For the first half-hour I kept this purpose in view, walking slowly and turning my head now to one side of the street, now to the other, so as to miss no promising haven. A room being all I needed, any room within my price would do. Having no experience, I could have no choice. If I had choice, it would have been for Miss Flowerdew's; but that would have brought me back into the circle from which I was trying to slip out.
Miss Flowerdew's setting my only standard as to "Rooms," I had imagined myself as walking into something of the kind, though possibly more cheerful. It is hardly necessary to say that in this I was disappointed. Drifting in and out of houses through most of that afternoon, I saw women and conditions that almost shattered such faith as I had left in human nature. The first to answer my ring at a doorbell was a virago. An enormous creature, bigger if not taller than myself, and clad in a loose pink-flannel wrapper that added to her bulk, she challenged me to find a fault with the room I declined after having seen it. "Better men than you have slept in that bed," she called after me as I clattered down the stairs, "and any one who says different 'll lie." The next was a poor, leering thing who smiled in a way that would have been horrible if it had not been so sickeningly imbecile. The next was a slattern, pawing her face and wiping it with her apron while she showed me the doghole for which I was to pay seven dollars a week. There were others of whom it is useless to attempt a catalogue further than to say that they left me appalled. When the lights were being lit I was still in the streets with my two bags, and the snow falling faster.
I was about to go back to the Barcelona for the night when something happened which I tell to you just as it occurred.
That morning I had read in a paper the account given by a young Canadian officer of his escape from a German prison, of his beating his way to the Rhine, and of his final swim across the river to Switzerland. But the point that remained in my memory was his picture of himself as he lay like a lizard with his nose to the stream and his feet in the underbrush as the bank rose behind him. Listening to the current, he could guess how strong it was; putting his hand in the water, he could feel it cold. For over two hours he lay there in the darkness, resting, wondering, and thinking of a little cemetery not far from Basel where lay the bodies of the prisoners who had tried to make this swim.
Then, as the minute approached at which he must give himself to these difficult waters, he prayed. His account of the act was simple and straightforward. He asked God to have him in His keeping while he made this attempt, and to comfort those at home if he failed. With that he slipped into the stream and struck outward.
Well, standing somewhere in the neighborhood of Eighth Street and Sixth Avenue I turned this over in my mind, considering its advisability. I was not what would be called a praying man. As to that, I had not prayed in years. I had sometimes told myself that I didn't know what prayer was, that its appeal seemed to me illogical. Illogical it seemed to me now, in the sense of imploring God to do what He wouldn't do of His own accord.
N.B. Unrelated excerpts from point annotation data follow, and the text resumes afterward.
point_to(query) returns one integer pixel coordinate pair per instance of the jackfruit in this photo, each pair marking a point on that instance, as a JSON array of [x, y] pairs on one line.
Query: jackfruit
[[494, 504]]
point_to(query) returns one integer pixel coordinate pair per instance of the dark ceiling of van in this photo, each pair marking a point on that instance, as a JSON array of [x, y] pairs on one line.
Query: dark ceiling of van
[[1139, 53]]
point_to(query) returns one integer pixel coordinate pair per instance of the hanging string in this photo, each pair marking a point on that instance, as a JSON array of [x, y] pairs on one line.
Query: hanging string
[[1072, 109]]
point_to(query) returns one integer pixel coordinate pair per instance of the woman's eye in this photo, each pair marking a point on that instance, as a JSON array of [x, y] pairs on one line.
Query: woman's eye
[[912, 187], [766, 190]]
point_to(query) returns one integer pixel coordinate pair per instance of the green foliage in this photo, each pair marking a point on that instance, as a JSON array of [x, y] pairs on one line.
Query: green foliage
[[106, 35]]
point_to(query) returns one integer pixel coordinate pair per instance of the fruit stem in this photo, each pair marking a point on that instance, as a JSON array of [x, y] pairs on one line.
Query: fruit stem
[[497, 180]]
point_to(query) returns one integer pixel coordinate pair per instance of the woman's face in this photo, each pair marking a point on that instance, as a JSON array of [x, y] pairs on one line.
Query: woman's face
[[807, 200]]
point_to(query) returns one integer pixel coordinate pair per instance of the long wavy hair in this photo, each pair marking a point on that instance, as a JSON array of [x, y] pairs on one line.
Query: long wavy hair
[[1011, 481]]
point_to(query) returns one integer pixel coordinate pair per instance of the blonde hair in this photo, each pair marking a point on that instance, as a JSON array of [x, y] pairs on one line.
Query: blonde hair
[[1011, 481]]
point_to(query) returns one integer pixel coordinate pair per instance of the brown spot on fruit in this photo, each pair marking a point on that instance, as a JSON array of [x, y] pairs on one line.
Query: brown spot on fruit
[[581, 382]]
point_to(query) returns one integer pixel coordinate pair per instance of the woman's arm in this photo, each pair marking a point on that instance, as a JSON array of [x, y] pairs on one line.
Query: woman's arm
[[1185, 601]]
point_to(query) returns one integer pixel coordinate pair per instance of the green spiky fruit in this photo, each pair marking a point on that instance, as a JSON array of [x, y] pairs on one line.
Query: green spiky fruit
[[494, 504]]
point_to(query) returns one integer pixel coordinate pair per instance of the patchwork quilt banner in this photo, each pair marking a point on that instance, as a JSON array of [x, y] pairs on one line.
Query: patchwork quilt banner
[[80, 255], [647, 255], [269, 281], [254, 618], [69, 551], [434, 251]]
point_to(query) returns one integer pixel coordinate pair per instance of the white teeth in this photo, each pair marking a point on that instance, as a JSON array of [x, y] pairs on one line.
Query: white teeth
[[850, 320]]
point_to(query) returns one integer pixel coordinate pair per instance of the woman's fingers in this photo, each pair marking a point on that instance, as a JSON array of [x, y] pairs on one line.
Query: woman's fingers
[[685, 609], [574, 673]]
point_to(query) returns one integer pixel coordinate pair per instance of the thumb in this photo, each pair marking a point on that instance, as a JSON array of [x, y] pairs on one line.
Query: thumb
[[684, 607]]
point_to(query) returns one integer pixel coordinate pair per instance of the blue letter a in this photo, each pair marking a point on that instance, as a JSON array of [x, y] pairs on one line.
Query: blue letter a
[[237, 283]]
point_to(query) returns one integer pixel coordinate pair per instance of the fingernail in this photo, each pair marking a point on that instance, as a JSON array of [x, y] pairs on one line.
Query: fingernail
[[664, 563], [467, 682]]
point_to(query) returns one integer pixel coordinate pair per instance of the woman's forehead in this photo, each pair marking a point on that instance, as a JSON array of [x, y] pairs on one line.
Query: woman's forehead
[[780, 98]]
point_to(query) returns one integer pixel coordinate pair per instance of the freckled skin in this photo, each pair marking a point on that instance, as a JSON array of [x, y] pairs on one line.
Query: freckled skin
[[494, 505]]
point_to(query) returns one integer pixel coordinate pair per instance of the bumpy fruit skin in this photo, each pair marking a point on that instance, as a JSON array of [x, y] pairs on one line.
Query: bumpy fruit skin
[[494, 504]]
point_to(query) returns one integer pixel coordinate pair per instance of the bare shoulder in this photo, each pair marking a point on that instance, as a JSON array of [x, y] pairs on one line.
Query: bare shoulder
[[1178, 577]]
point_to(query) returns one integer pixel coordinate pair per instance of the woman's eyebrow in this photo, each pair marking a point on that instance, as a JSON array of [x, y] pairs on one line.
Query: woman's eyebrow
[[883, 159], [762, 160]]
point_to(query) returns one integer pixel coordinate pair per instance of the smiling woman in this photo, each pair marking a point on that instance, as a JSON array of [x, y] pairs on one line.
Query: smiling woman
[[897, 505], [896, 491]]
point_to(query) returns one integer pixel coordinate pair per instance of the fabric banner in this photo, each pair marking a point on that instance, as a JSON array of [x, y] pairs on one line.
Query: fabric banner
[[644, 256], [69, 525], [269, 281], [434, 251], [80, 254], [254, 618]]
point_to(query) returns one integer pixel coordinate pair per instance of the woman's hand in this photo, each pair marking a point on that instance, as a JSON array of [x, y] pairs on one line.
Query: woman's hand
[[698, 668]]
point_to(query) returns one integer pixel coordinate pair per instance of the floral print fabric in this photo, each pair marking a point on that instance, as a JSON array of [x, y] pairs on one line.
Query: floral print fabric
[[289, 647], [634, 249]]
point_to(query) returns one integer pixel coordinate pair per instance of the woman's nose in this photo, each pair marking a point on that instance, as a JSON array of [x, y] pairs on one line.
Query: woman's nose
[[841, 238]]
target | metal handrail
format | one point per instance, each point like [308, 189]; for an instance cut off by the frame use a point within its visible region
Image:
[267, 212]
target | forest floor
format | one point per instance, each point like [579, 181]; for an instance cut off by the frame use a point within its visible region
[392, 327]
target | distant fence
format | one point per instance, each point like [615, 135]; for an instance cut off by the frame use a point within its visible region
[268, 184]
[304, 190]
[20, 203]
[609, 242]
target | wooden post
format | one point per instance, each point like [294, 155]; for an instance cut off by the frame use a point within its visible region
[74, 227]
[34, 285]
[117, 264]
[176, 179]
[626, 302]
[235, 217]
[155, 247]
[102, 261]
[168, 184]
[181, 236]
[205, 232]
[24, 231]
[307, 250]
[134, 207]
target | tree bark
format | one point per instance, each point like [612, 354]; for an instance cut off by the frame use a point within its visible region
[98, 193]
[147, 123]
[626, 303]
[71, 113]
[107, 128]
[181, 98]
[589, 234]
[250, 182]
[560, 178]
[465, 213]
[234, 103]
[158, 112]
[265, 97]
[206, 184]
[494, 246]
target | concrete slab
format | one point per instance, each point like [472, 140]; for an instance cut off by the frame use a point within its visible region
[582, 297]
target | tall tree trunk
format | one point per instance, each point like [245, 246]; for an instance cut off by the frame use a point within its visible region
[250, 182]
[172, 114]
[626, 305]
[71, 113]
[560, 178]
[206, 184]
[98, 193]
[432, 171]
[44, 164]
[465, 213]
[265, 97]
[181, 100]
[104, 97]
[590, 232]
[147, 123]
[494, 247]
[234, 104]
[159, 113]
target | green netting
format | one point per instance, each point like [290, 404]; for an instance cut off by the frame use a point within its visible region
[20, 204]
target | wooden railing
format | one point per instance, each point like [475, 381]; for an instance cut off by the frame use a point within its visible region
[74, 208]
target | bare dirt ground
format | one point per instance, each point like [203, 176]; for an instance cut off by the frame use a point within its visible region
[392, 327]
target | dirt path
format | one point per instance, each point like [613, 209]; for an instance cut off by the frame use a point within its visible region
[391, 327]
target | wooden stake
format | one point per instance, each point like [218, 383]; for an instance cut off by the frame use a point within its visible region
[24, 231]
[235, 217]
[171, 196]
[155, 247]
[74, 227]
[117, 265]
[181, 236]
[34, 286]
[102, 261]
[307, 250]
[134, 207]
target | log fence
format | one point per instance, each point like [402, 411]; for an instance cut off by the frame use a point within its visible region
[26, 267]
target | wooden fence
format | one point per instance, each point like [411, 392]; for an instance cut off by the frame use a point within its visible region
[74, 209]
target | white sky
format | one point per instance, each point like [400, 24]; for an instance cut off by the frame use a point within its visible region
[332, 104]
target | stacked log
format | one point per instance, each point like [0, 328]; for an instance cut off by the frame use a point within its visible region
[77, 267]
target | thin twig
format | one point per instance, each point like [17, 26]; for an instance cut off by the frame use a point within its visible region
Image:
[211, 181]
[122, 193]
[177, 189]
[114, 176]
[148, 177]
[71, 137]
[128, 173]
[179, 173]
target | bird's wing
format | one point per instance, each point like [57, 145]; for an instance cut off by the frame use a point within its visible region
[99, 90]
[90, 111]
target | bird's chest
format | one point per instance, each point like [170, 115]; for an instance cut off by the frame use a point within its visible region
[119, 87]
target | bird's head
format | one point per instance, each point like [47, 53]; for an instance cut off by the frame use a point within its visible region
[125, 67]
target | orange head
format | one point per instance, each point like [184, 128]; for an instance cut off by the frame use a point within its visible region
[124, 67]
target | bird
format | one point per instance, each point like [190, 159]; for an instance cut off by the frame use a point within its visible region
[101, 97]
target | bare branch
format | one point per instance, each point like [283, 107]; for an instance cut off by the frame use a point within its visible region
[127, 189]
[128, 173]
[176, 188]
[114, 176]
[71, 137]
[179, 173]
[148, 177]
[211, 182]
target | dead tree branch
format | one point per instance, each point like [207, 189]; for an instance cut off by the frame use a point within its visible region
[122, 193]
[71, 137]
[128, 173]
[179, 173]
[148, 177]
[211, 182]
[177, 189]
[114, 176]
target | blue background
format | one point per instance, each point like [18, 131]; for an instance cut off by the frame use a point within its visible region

So, although I didn't pray, something passed through my mind that might have been prayer's equivalent. As far as I can transcribe it into the words which I did not use at the time it ran like this:
"I know there is a God. I know that His will is the supreme law for all of us. I know that that law is just and beneficent. It is not just and beneficent for me to be standing here in the snow and the slush, chilled, hungry, with wet feet, workless, and homeless. Consequently, this is not His will. Consequently, I must give myself to discovering that will as the first principle of safety. When I have got into touch with that first principle of safety I shall find a home and work."
Of this the immediate result was that I did not return to the Barcelona. Something like a voice, the voice of another, told me that the thread of flame led onward. Onward I drifted, then, hardly noticing the way I went, hypnotized by the physical process of being on the move. It was just on and on, through the slanting snowfall, through the patches of blurred light, with feet soggy and heart soggier, a derelict amid these hundreds of vehicles, these thousands of pedestrians, all bound from somewhere to somewhere, and knowing the road they were taking. I didn't know the road I was taking and in a sense I didn't care. Having given up from sheer impotence the attempt to steer my ship, I was being borne along blindly.
When I lifted my head to look about me again I was in a part of New York not only new to me, but almost refreshing to the eye. I mean that it was one of those old-fashioned down-town regions where the streets hadn't yet learned the short and easy cut to beauty of running only at right angles. Two or three thoroughfares focused in an irregular open space, which I saw by the signboard to bear the name of Meeting-House Green. There was no meeting-house in the neighborhood now, and probably nothing green even in spring. If it was like the rest of New York it would be dirty in winter and fetid in summer, but after the monotonous ground plan of the uptown regions its quaintness relieved the perceptions to a degree which the thunder of the near-by Elevated couldn't do away with. Just now all was blanketed in white, through which drays plunged heavily and pedestrians slipped like ghosts.